Nesting on Steroids

Clearly since I have painted everything there is to paint and stocked the baby’s room quite well, I must move on to bigger nesting projects.

Naturally, this means I’m looking at homes for sale in the West Virginia panhandle.

Why the panhandle? Well, it isn’t the metro DC area, but Tom could still get to work. It’s insane–I mean utterly wood floors and wraparound porches insane–what you can buy for $220,000 in Harpers Ferry. And the commuter lines are close enough that Tom wouldn’t have a vicious commute into the city. Just a semi-gross one. I could have trees and a yard and room for an herb garden. Tom can plant his veggies. We could buy a deep freezer and a pressure canner and join a local produce share and have all our dairy and meat delivered by the honest-to-god local milkman!! We could even take family field trips to the local tree farm/pumpkin patch/apple orchard, or go to the dairy and feed the baby calves!

I COULD MAKE FRUIT PRESERVES. AND THEN CAN THEM.

Er…clearly the fever has reached my brain.

Legitimately, I know this is a terrible idea. I have lived in the city, the suburbs, and rural country and I like the city–preferably one with a subway system–the best. We have plans to live abroad, in cities, in the Pacific and maybe one day in Europe. Settling on a house and a town isn’t part of the plan. Technically we own two cars now, but we’d need a far more reliable one that far out and the idea of committing to a sturdy second vehicle instead of our beater Accord (may she run steadily for two years and get decent resale to a high school punk enchanted by the SiR body kit) makes me feel all sweaty.

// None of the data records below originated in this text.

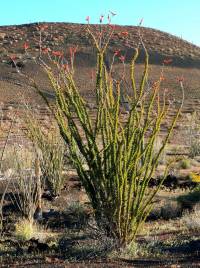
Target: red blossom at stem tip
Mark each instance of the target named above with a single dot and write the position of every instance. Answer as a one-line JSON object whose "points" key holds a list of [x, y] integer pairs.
{"points": [[101, 18], [122, 58], [13, 57], [65, 67], [45, 50], [87, 19], [167, 61], [57, 53], [124, 33], [25, 46], [141, 21], [180, 79], [73, 51], [117, 52], [109, 19]]}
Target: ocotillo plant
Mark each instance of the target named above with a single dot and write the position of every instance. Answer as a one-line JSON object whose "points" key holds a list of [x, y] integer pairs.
{"points": [[119, 156], [50, 145]]}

But oh, my dream of preserves. It lives.

Partaking of the West Virginia Panhandle

About seventy miles outside of Washington, DC, there is a little hamlet called Shepherdstown, West Virginia. There’s something for everyone in the West Virginia panhandle: good food, proximity to wineries, and a lot of history. On our longest trip to celebrate Tom’s 27th birthday, we included a little of Column A (western Maryland) and a little of Column B (northern Virginia) as well. I didn’t get the BEST picture of the weekend, which would have been a bar with a sign that read “The Best Little Pub in West BY GOD Virginia!” I screamed for Tom to turn back so I could photograph that sign, but alas.

Shepherdstown is a lovely little town that grew up around Shepherd University. The campus integrates nicely with the main downtown area and draws a friendly and artistic student body. The town has an independent theatre and a thriving arts community. Below, me standing next to the “tiny house” which serves as a community storybook center. There is a notice on the door about the following week’s town tea party. That’s how adorable this town is. For reference on the house size, I am 5’7″.

There’s a pizza joint that makes a great cheesy calzone and Shaharazade’s offers fine Moroccan food and tea. And if you want to just grab a bottle and some appetizers you can hit Grapes and Grains, which has a different themed wine tasting every Saturday evening. All of these are on the main strip. Sunday morning offers a nice farmer’s market, and there are plenty of little shops to browse for fun and funky items.

Shepherdstown is nestled near two major Civil War sites: Antietam in Maryland and Harpers Ferry in West Virginia. If you stay in Shepherdstown, it’s about a 20 minute drive to either site. The idyllic peace of these battlefields contrasts sharply with the history that played out on the land. Below, Burnside’s Bridge at Antietam, MD.


As a nice refresher after that history, Shepherdstown is near some of northern Virginia’s finest wineries. You can go to http://www.virginiawine.org to plan a day of tastings. We hit Breaux, Tarara, Chrysallis, and Hillsborough. These are the vines at Hillsborough Winery, which names their wines after semi-precious stones. The Carnelian is an excellent white that tastes like candy, but is not too sweet. The only drawback I found at Hillsborough was that they mowed during one of their tasting days. With my allergies, the “smelling” portion of the tasting was short-lived.

And this? This was the cutest thing EVER. Shepherdstown shut down their main street for a soapbox derby race. Note the intensity of the little wee drivers piloting their soapbox derby cars to the finish.

Shepherdstown may be only seventy miles away from DC, but it might as well be on a different planet. It’s the perfect quick road trip if you’re tired of the urban scramble in the nation’s capital.